A Lake
Sombre
Screening on Film
If Sombre is a fairy tale inside a horror film and New Life a modern myth about a trip to the underworld, A Lake has the profound simplicity of a folk tale. A family of woodcutters lives in an isolated cabin in the mountains until one day a young stranger arrives who is the same age as the two oldest children in the family. The calm and quiet of A Lake is just as radical as the audiovisual assault of Grandrieux’s first two films, with a number of extreme close-ups used to capture the intense tenderness of lives lived with much unsaid, but not unexpressed. The precursors of such cinematic attention to affect are Murnau, Dreyer, Bresson and Tarkovsky, but the use of light and shadow, sound and silence is uniquely Grandrieux.

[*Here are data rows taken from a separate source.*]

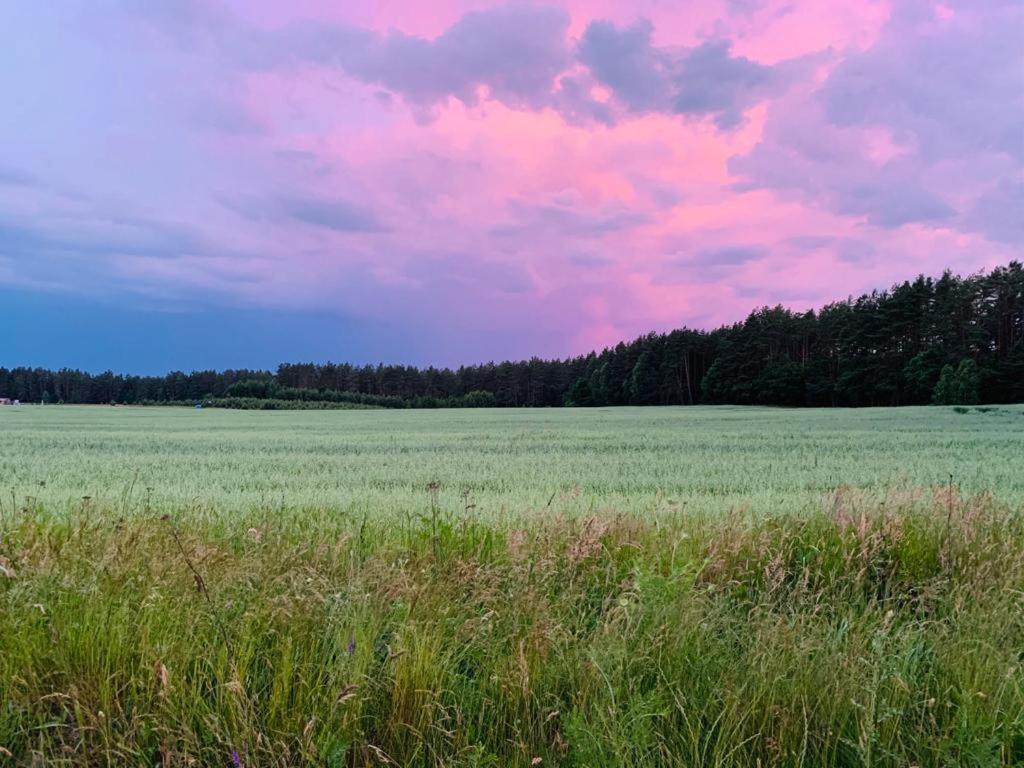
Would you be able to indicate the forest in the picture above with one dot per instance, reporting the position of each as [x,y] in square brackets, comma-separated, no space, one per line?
[950,340]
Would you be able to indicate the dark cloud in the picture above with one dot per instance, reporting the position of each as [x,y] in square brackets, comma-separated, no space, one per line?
[706,81]
[845,249]
[14,177]
[909,130]
[519,53]
[338,215]
[713,82]
[94,236]
[563,216]
[728,256]
[998,213]
[625,60]
[516,52]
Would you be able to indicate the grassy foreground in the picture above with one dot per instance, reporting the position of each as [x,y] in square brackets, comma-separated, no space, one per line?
[871,631]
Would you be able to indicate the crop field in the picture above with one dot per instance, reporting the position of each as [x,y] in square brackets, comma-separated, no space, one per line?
[510,461]
[607,587]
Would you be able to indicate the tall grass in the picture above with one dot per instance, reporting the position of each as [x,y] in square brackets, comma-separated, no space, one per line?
[871,631]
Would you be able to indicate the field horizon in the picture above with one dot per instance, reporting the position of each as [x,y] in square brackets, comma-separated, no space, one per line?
[701,586]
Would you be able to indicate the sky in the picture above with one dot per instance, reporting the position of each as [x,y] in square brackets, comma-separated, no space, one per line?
[226,183]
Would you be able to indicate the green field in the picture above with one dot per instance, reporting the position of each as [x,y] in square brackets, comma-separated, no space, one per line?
[626,587]
[511,461]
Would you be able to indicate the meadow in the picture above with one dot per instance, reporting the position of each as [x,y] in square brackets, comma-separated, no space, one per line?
[621,587]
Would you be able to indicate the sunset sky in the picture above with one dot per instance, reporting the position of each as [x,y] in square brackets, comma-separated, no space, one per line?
[193,183]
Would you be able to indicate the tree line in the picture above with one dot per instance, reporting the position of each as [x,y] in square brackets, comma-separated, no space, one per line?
[950,340]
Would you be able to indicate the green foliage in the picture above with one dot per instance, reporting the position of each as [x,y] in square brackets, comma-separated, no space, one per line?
[960,386]
[643,380]
[883,348]
[630,587]
[862,633]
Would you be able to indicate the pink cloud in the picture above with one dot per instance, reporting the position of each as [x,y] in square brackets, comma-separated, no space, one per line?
[455,165]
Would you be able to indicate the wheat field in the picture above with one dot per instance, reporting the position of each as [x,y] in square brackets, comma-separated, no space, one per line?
[626,587]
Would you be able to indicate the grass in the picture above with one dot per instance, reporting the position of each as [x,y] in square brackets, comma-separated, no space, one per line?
[612,615]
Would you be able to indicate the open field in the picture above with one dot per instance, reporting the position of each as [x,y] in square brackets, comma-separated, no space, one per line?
[620,460]
[660,587]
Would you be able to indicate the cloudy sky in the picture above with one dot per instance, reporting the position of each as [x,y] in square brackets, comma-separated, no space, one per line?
[237,182]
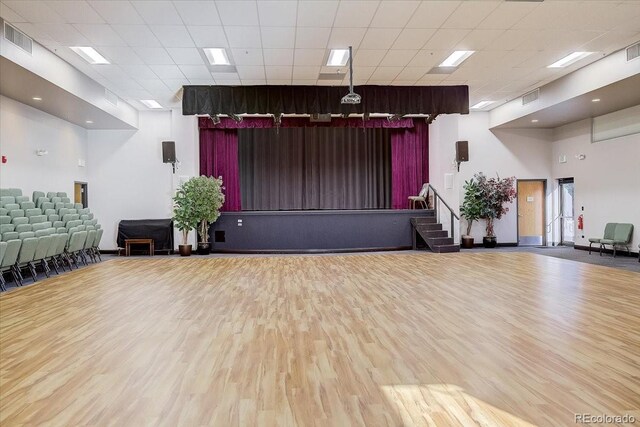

Grandrieux’s first feature film follows a solitary traveling puppeteer who is also a brutal serial killer. The title refers to the darkness out of which the film’s events emerge and to which they return in a series of images where often the main action seems to take place offscreen, or perhaps between the shots. The narrative really begins when the killer meets a pair of sisters who are almost allegorically matched - dark and blond, sexual and virginal - an encounter which balances on the knife’s edge between the suspense of the horror film and an almost fairy tale belief in magical transformation. In either case, the characters of Sombre can’t be judged by standards of verisimilitude but are rather at the mercy of their drives, both attracted to and repulsed by the sexuality of violence and the violence of sexuality.